As if afraid of being known as a bore, Smith seasoned the film with honed comic dialogs. The phrases of “Dogma” are not without reason dispersed into quotes. “You are a man. The consequences are regrettable. 

Conscience and fragility ”; “God also has a sense of humor. Take at least a platypus ”; “They were sent to hell?” “Worse, in Wisconsin”; “I repeat, this is not a training alarm, this is the end of the world. 

We ask you to leave the hospital in an organized manner. Thank”; “Here are the people! Why didn’t they make a movie, you don’t need to know that? ”; “Why do you need a gun? Crush them with intelligence! ”; “Every moron who claimed that the Lord spoke to him actually heard my voice. Or your imagination. ”

The last quote is from Metatron, “the voice of God,” and it seems that it is to him that the author entrusts some of his cherished thoughts. 

“Faith is like a glass of water. As a child, it is tiny and full. But the glass grows with age, and that water barely covers the bottom. Periodically, the glass must be filled. ” How? A universal recipe from Kevin Smith, we, of course, will not wait. 

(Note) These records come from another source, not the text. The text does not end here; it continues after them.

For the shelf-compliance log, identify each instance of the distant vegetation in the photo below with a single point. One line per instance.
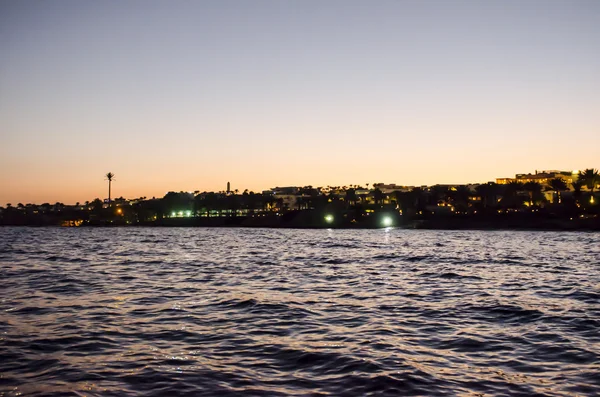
(555, 205)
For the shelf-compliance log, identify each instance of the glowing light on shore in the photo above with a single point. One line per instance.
(387, 221)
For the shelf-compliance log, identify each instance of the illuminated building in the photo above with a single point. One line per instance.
(543, 178)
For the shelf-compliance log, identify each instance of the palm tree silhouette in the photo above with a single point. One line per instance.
(534, 190)
(590, 178)
(109, 178)
(558, 185)
(577, 185)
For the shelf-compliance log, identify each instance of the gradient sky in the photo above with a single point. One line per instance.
(187, 95)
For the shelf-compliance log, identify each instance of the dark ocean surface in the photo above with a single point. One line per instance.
(217, 312)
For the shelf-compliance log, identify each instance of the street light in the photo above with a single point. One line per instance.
(387, 221)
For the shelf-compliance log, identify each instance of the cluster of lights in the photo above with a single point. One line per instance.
(386, 221)
(181, 214)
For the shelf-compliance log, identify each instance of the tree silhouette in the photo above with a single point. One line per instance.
(558, 185)
(534, 190)
(590, 178)
(109, 178)
(577, 185)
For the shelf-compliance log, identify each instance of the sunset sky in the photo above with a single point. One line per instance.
(187, 95)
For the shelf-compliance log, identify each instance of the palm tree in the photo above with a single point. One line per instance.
(577, 185)
(109, 178)
(534, 189)
(590, 178)
(558, 185)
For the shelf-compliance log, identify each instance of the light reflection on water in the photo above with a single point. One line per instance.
(192, 311)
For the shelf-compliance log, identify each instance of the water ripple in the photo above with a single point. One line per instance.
(257, 312)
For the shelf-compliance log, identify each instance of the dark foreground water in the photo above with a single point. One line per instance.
(201, 312)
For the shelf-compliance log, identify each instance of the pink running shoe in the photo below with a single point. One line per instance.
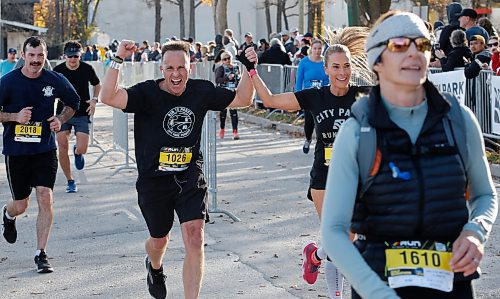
(310, 269)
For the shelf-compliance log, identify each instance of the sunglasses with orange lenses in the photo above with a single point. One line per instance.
(401, 44)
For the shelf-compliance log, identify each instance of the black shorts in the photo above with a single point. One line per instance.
(461, 290)
(318, 180)
(158, 197)
(28, 171)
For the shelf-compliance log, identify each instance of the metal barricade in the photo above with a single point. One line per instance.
(100, 71)
(289, 75)
(120, 140)
(209, 149)
(481, 88)
(130, 74)
(273, 75)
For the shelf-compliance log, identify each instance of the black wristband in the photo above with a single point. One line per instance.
(117, 59)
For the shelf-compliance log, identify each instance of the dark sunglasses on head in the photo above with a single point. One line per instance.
(401, 44)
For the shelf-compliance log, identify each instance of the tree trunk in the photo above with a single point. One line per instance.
(58, 22)
(182, 18)
(158, 19)
(280, 8)
(268, 17)
(192, 27)
(310, 15)
(220, 15)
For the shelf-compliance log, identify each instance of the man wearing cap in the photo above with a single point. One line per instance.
(408, 118)
(248, 42)
(468, 21)
(293, 33)
(287, 42)
(79, 74)
(453, 10)
(8, 64)
(482, 57)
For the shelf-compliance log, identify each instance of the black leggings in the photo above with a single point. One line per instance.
(234, 118)
(461, 290)
(308, 124)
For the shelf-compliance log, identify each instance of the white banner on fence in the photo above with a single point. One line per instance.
(451, 82)
(495, 104)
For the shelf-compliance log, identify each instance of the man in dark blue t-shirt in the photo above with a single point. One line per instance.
(27, 97)
(168, 120)
(79, 74)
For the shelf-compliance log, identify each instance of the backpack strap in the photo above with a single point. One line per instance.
(454, 126)
(367, 152)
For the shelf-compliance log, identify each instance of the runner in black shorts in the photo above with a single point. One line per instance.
(27, 98)
(330, 106)
(168, 120)
(80, 74)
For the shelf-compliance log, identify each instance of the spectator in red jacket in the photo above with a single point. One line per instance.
(495, 58)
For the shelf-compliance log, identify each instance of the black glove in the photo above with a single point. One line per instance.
(483, 58)
(244, 60)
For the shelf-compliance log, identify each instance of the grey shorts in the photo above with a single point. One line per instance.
(80, 124)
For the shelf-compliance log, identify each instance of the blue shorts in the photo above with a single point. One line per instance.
(28, 171)
(79, 123)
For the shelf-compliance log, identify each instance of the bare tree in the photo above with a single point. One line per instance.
(370, 10)
(158, 18)
(287, 8)
(267, 8)
(182, 19)
(192, 16)
(219, 12)
(282, 14)
(315, 16)
(84, 14)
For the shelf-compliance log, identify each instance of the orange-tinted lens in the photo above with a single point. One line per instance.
(398, 44)
(401, 44)
(423, 44)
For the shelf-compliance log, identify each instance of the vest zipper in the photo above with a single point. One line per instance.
(421, 192)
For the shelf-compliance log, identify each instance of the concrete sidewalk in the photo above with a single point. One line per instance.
(97, 241)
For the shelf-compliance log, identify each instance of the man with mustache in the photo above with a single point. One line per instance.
(27, 97)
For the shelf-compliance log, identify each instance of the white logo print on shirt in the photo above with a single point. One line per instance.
(179, 122)
(48, 91)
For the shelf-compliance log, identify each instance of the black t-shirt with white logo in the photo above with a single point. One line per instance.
(80, 79)
(163, 120)
(329, 113)
(17, 92)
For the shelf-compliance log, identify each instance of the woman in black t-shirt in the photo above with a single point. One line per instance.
(330, 106)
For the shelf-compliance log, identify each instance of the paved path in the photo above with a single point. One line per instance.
(96, 245)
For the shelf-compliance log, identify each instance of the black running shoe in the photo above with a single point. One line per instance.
(9, 228)
(156, 281)
(42, 263)
(306, 146)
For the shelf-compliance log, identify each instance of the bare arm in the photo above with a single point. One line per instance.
(57, 120)
(21, 117)
(65, 114)
(92, 102)
(244, 92)
(110, 94)
(285, 101)
(97, 90)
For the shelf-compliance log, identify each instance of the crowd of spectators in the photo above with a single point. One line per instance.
(467, 41)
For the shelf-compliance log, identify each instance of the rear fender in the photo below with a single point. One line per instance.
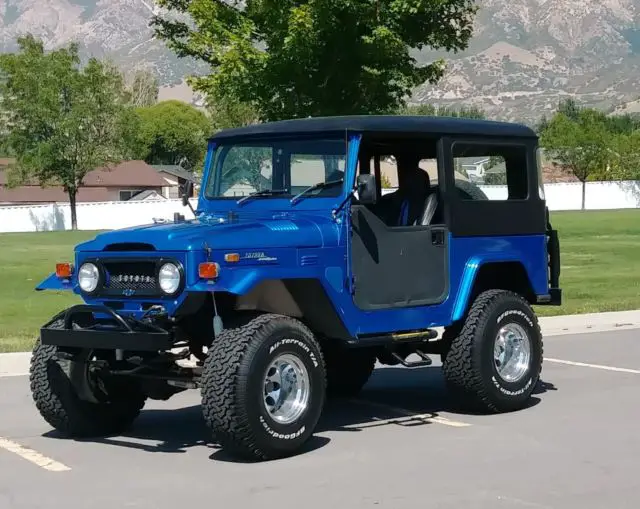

However, behind the outward signs of several mass genres – from fantasy to pop shows, from road movies to classic action films – a philosophical parable is hidden in Dogma, albeit dressed in a colorful jester costume. 

And, by the way, quite delicate in matters of faith, despite ostentatious rebellion. To the place of the future feat, Bethany will tear through the thorns of doubt. 

The purpose of her journey is not so much strengthened by faith, as, quoting the heroine herself, “enriched with ideas.” In this way, the heroine’s journey is not limited to the “geographical” movement in space, from one state to another.

It is also a path of knowledge, a path of internal transformation, rethinking of the old experience, and gaining a new one.

Like a midlife crisis, a crisis of faith at least once in a lifetime catches up with any thinking person, be it a Christian, a true Muslim, an Orthodox Jew, a Buddhist, an agnostic or an atheist. And then a person asks the question “Why are we here?” The main character will also ask him in the finale, after saving the world, deaths, resurrections and meeting with God. And in a moment he will realize that the answer (or at least part of it) is in the very possibility of posing such a question.